The BCG matrix is a vital tool that is designed to help a business to plan a long-term professional approach with accuracy and focus while ironing out any question marks in the process. BCG stands for Boston Consulting Group and they have developed this product portfolio matrix to review one’s product portfolio so that they might determine when and where adjustments of any kind can be made. You might also hear the BCG matrix being referred to as the “BCG growth-share matrix” within certain parameters. When a company or organization is trying to decide whether to add, discontinue, or reassess existing products within their lineup, turning to the BCG matrix for insight is the first order of business. Market growth and relative market share are the two overriding principles that inform all four of the quadrants within the BCG growth-share matrix. Market growth is a term that refers to how much capital is used to produce a specific item or product. Relative market share refers to how much money a specific item or product is able to return for the company in relation to the initial investment made.
When you look at your product portfolio through the BCG matrix template model, the products or services that you find in the upper left-hand corner of the diagram are the ones that are most likely your best-selling offerings. They’ve got high market growth rates, but they’ve also got high value in terms of relative market share as well. The products in the upper right-hand corner are the ones with high market growth margins and low market share, so goods or services that end up classified in this quadrant are generally the most problematic. As a business owner, you would want to concern yourself with closely observing the offerings within this cell. Unless the products found here start performing well on the market all of a sudden, it would probably be in the best interest of the business to cease production on these goods. They cost the most to produce and they offer very little in terms of returns on initial investment. The products found in the lower left-hand cell are referred to as “cash cows” because they cost the least to produce while offering huge returns on investment. Business owners should always strive to have most of the goods or services they offer in their product portfolio classified under this category. Good and services found in the lower right-hand cell are known as “dogs” and they have both low market growth rates and low relative market share. Getting rid of any dog products in one’s portfolio is a strong idea as it will free up a lot of resources that could be better utilized on more popular product offerings.
Once the principles of the BCG matrix are understood, it becomes that much easier to make the correlation between it and the SaaS model of business. The acronym “SaaS” simply stands for ‘software as a service’, and cloud computing companies are the most commonly recognized types of businesses that fall under this umbrella. The software as a service model is fairly new and it’s an alternative to the more traditional method of software purchase that requires an upfront payment and custom installation of the software. SaaS businesses generally provide the most value to their customers because of the instantaneous access that they get to enjoy at all times, but moving into a new model of business without any clue about how it works is never an advisable idea. Once you’ve begun to do the work of getting more familiar with SaaS structures, easing into the changes that lie ahead should seem a lot more manageable.
For starters, SaaS companies want to make sure they’re collaborating with reputable professionals that provide the quality of work that they promise. The last thing you want is for one of your software products to be delayed in the production stages because an engineer dropped the ball. In SaaS business deadlines are everything: and you never want to see a small misstep turn into a huge issue. With cloud computing being such a new concept, it’s bound to continue to change and mature. That means that working with developers and engineers that are always right in step with changing trends is a crucial point to keep in mind. Depending on the Internet for all or most of your daily business dealings comes with both pros and cons and you also want to be sure to take this into consideration early on. What are your customers to do if they can’t access the Internet for some reason? How are they supposed to handle problems that might arise after the hours of operation at your office? You want to walk yourself through the motions of what it feels like to be one of your customers so you can know that you’re providing the highest levels of service and quality possible. If they like the way you operate, you won’t have to work hard to get them to come back to renew their subscriptions.

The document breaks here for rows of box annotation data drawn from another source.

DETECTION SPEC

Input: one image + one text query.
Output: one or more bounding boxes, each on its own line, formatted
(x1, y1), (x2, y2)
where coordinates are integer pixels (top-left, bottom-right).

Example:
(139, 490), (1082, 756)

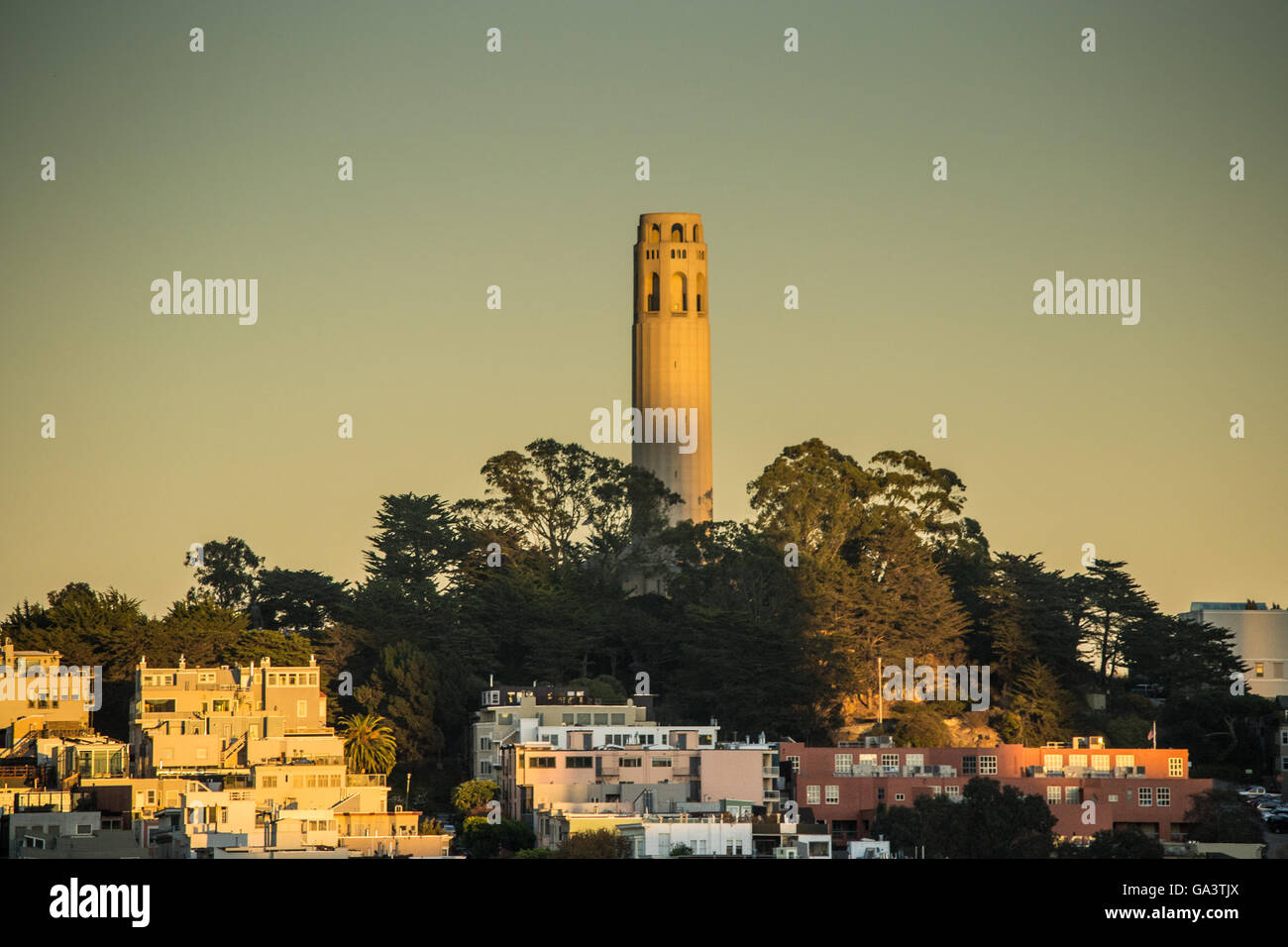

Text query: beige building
(130, 657), (332, 776)
(0, 638), (100, 758)
(631, 214), (713, 530)
(499, 742), (768, 822)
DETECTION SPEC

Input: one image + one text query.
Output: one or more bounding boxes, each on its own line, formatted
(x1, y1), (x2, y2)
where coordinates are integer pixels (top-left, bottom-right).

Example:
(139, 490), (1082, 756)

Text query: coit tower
(631, 214), (712, 523)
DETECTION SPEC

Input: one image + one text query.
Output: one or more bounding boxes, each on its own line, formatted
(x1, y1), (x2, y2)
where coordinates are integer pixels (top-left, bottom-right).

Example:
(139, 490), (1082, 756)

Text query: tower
(631, 214), (712, 523)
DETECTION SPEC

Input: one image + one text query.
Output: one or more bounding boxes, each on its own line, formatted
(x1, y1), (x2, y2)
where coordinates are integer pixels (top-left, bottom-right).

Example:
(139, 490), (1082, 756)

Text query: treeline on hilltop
(3, 440), (1274, 802)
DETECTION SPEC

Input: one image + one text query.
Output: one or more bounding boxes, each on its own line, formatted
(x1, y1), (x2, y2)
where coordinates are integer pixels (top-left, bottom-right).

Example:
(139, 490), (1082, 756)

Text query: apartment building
(0, 638), (93, 756)
(471, 685), (659, 780)
(617, 815), (755, 858)
(130, 657), (332, 776)
(781, 738), (1212, 848)
(501, 742), (777, 821)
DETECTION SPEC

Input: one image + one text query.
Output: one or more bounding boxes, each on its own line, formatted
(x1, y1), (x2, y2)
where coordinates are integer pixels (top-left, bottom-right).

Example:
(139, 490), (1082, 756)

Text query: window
(671, 271), (690, 312)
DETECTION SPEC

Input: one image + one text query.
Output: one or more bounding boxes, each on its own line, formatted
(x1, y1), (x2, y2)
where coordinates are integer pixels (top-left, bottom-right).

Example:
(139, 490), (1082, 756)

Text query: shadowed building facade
(631, 214), (712, 523)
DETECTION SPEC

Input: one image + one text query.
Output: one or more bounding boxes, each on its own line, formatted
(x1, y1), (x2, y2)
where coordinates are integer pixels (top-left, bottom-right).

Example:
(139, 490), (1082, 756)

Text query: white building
(1180, 601), (1288, 699)
(617, 817), (754, 858)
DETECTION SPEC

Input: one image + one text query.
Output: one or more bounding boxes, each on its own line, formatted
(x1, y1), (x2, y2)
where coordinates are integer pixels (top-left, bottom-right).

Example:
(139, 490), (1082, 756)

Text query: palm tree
(340, 714), (396, 773)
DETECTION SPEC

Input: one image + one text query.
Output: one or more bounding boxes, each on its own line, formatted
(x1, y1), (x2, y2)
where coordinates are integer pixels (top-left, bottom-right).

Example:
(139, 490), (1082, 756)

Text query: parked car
(1266, 811), (1288, 832)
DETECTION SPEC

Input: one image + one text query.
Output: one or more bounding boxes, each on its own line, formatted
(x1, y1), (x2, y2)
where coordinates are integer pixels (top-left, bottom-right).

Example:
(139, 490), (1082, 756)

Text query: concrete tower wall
(631, 214), (712, 522)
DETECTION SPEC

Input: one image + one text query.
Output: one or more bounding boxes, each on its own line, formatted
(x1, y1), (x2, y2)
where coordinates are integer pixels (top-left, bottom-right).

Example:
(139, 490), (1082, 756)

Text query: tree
(366, 493), (465, 611)
(894, 701), (950, 746)
(353, 640), (443, 762)
(1055, 828), (1163, 858)
(456, 815), (537, 858)
(1074, 559), (1158, 682)
(1185, 789), (1265, 843)
(185, 536), (265, 609)
(872, 451), (978, 549)
(873, 776), (1056, 858)
(452, 780), (501, 811)
(1001, 660), (1070, 746)
(559, 828), (631, 858)
(257, 569), (349, 637)
(340, 714), (396, 775)
(747, 438), (880, 563)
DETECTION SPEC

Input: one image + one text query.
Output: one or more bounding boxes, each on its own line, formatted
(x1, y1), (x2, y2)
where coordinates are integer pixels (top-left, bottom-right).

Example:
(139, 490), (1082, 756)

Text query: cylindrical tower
(631, 214), (712, 523)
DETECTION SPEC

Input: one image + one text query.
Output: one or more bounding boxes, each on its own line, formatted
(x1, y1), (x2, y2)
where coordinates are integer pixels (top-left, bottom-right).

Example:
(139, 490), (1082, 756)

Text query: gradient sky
(0, 0), (1288, 613)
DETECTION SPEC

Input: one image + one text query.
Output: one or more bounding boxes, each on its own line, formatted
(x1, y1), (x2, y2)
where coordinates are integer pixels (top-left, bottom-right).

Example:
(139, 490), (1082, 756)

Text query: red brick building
(780, 738), (1212, 844)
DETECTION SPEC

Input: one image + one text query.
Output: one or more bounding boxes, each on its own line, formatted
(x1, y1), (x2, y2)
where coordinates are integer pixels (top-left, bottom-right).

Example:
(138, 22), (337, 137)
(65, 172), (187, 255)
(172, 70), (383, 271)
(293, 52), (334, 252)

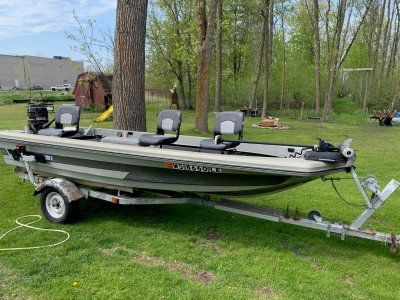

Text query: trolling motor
(27, 104), (49, 133)
(304, 138), (356, 167)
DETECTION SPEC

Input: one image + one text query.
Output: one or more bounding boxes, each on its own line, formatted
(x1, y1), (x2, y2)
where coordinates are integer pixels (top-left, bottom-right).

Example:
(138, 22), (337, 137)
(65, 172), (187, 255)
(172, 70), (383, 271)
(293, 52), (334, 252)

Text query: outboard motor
(27, 104), (49, 131)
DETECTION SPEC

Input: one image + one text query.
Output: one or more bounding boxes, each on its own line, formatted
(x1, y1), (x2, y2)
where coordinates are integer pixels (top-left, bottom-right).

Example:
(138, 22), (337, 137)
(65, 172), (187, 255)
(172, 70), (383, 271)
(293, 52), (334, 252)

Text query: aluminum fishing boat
(0, 106), (354, 196)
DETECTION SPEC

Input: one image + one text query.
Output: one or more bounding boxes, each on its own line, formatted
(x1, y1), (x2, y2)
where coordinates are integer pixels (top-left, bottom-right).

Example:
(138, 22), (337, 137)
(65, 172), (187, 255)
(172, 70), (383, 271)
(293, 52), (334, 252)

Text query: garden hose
(0, 215), (70, 251)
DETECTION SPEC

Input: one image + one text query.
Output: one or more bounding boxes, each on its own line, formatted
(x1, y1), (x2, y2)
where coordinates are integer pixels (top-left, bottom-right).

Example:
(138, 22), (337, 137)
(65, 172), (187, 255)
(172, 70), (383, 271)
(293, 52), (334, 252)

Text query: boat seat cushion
(101, 136), (139, 145)
(200, 139), (233, 151)
(214, 111), (244, 134)
(139, 134), (176, 146)
(38, 128), (64, 136)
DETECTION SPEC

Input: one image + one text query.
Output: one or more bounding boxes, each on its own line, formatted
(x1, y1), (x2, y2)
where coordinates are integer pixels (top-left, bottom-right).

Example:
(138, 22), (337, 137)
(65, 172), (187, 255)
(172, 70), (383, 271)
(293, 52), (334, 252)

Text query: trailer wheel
(307, 210), (321, 221)
(40, 187), (78, 223)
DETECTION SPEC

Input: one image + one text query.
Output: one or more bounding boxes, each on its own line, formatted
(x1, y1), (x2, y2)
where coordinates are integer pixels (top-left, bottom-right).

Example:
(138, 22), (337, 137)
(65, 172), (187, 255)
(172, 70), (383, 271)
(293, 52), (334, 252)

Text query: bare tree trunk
(322, 0), (346, 121)
(386, 8), (400, 79)
(322, 0), (374, 121)
(313, 0), (321, 113)
(377, 0), (394, 86)
(279, 2), (286, 110)
(214, 0), (222, 112)
(261, 0), (272, 118)
(372, 0), (386, 83)
(177, 60), (187, 109)
(187, 64), (192, 109)
(386, 1), (400, 79)
(195, 0), (217, 133)
(250, 19), (266, 108)
(113, 0), (148, 131)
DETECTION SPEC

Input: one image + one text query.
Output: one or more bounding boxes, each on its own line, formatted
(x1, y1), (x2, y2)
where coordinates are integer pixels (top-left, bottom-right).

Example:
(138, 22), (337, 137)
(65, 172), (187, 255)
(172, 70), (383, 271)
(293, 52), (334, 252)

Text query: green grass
(0, 91), (74, 105)
(0, 101), (400, 299)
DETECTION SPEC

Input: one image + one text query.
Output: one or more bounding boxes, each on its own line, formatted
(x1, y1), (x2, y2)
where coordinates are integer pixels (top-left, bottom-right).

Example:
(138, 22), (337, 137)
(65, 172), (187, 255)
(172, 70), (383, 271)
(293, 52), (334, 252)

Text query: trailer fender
(33, 178), (85, 202)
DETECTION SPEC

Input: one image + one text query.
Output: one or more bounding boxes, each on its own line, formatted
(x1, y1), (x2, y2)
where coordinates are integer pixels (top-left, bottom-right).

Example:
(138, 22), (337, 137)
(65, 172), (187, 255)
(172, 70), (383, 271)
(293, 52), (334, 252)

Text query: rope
(0, 215), (70, 251)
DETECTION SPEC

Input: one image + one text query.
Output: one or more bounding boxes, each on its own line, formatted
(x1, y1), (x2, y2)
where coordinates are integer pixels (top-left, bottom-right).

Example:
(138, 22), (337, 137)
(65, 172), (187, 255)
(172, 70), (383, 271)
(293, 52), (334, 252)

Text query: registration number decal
(165, 162), (222, 173)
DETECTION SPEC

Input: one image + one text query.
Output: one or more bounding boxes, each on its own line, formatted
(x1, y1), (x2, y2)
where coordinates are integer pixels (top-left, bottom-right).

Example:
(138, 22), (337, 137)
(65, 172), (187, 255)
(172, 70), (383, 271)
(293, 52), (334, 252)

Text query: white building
(0, 54), (83, 90)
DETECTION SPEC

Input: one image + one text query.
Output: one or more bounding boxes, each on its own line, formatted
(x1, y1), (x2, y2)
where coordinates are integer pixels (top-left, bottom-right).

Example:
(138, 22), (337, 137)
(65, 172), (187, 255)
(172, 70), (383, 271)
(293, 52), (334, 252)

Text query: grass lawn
(0, 90), (74, 105)
(0, 102), (400, 299)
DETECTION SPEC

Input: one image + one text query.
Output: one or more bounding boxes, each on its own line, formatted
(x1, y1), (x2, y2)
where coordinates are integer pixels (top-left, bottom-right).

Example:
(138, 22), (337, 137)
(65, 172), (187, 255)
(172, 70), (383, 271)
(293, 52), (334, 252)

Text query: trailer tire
(40, 187), (79, 223)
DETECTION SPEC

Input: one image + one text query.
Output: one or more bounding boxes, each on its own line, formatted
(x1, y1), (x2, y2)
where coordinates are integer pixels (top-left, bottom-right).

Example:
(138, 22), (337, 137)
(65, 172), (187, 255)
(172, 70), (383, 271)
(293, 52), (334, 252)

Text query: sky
(0, 0), (117, 60)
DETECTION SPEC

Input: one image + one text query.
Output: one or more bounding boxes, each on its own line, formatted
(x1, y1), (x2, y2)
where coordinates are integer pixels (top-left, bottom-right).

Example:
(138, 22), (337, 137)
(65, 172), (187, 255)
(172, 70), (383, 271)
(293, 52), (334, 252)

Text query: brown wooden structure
(73, 72), (112, 109)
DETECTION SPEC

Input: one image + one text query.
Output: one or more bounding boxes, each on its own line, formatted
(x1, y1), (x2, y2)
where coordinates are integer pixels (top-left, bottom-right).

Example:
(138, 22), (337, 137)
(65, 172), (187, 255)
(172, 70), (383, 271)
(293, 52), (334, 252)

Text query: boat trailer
(16, 156), (400, 254)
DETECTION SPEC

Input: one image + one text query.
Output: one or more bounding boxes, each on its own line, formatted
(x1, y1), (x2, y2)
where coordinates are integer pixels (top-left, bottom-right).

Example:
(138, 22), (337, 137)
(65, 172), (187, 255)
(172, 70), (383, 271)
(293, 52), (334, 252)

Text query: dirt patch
(196, 270), (215, 284)
(255, 287), (276, 299)
(206, 227), (221, 240)
(135, 252), (165, 266)
(279, 239), (322, 270)
(195, 240), (223, 254)
(133, 252), (215, 284)
(341, 275), (354, 285)
(97, 247), (119, 255)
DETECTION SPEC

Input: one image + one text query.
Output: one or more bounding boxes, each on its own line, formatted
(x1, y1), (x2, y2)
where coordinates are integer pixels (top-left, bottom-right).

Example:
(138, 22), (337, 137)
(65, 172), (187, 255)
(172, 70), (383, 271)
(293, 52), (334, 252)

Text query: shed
(72, 72), (113, 109)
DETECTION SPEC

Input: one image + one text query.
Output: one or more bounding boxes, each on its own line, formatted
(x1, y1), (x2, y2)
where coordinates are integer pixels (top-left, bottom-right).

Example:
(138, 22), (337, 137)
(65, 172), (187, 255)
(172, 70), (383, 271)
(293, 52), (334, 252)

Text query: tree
(214, 0), (222, 112)
(313, 0), (321, 113)
(65, 11), (115, 74)
(113, 0), (147, 131)
(322, 0), (374, 121)
(195, 0), (217, 133)
(261, 0), (274, 118)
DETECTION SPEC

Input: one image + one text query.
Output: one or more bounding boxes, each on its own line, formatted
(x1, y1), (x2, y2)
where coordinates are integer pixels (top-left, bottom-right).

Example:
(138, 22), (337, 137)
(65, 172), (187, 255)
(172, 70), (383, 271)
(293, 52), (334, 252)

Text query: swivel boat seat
(37, 104), (81, 137)
(139, 109), (182, 148)
(200, 111), (244, 151)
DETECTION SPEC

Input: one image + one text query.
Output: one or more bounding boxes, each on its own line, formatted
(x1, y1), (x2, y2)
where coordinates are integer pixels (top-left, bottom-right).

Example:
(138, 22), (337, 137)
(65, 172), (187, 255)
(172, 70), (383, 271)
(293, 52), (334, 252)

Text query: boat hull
(0, 132), (343, 196)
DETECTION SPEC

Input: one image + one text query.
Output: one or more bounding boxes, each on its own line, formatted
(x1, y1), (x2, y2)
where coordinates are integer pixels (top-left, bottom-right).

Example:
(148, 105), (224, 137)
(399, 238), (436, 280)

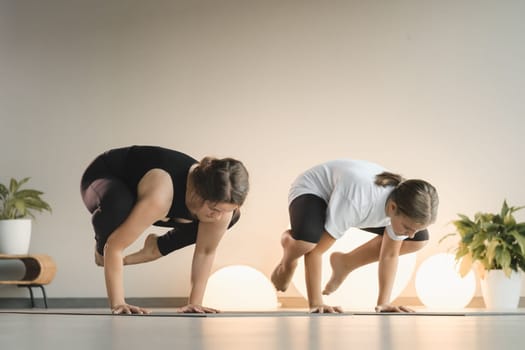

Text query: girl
(271, 159), (438, 313)
(81, 146), (249, 314)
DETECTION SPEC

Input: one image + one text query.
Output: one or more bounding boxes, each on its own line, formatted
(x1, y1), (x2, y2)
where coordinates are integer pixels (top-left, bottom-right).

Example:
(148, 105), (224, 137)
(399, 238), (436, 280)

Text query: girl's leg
(271, 230), (316, 292)
(323, 236), (428, 295)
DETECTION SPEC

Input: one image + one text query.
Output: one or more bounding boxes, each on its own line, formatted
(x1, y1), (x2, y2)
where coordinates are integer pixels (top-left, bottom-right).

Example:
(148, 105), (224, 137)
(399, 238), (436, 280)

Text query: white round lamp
(292, 228), (416, 310)
(203, 265), (278, 311)
(416, 253), (476, 309)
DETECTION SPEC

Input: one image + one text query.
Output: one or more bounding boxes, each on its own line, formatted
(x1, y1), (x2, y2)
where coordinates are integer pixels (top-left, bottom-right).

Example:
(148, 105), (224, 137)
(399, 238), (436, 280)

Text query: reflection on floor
(0, 309), (525, 350)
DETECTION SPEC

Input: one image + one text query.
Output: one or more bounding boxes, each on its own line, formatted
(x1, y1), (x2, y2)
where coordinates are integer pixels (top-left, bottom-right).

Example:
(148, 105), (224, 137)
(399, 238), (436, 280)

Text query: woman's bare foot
(95, 248), (104, 266)
(271, 231), (297, 292)
(323, 252), (352, 295)
(271, 261), (297, 292)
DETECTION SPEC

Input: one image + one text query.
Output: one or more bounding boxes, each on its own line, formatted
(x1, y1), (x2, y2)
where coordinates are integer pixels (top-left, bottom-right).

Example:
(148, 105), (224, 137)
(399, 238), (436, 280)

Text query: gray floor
(0, 309), (525, 350)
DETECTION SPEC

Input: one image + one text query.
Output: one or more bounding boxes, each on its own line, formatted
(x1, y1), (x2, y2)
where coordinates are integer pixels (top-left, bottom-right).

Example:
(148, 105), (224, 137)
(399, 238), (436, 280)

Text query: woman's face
(387, 202), (426, 238)
(194, 200), (239, 222)
(390, 214), (426, 238)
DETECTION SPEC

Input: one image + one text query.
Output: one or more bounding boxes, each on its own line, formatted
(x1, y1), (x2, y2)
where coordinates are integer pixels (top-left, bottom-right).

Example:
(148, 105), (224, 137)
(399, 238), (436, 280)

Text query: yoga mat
(0, 309), (525, 317)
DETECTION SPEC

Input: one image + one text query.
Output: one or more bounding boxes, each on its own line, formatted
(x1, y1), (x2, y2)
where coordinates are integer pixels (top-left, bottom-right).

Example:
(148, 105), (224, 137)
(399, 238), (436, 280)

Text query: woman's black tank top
(104, 146), (198, 220)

Just as with any other business industry, SaaS businesses can depend on the BCG matrix for the purpose of assessing all of the goods and services that they offer to consumers. This assessment can then aid them in making adjustments to their product line if and when that becomes a necessity. The fact that so much of a SaaS business is Internet-based should make it that much simpler to utilize the BCG matrix for assessment purposes. At this time, there are only so many different kinds of service that a cloud computing company can offer—so that should make the process of identifying products and services quick and painless. Having a smaller array of offerings means you’ll spend less time having to determine which offerings you might want to consider discontinuing.
Neglecting to make use of the BCG matrix in any sector of business is just downright silly and SaaS businesses are no exception to that sentiment. You want to always be striving for the evolution of your SaaS business and that evolution will only happen if you make it your mission to take charge!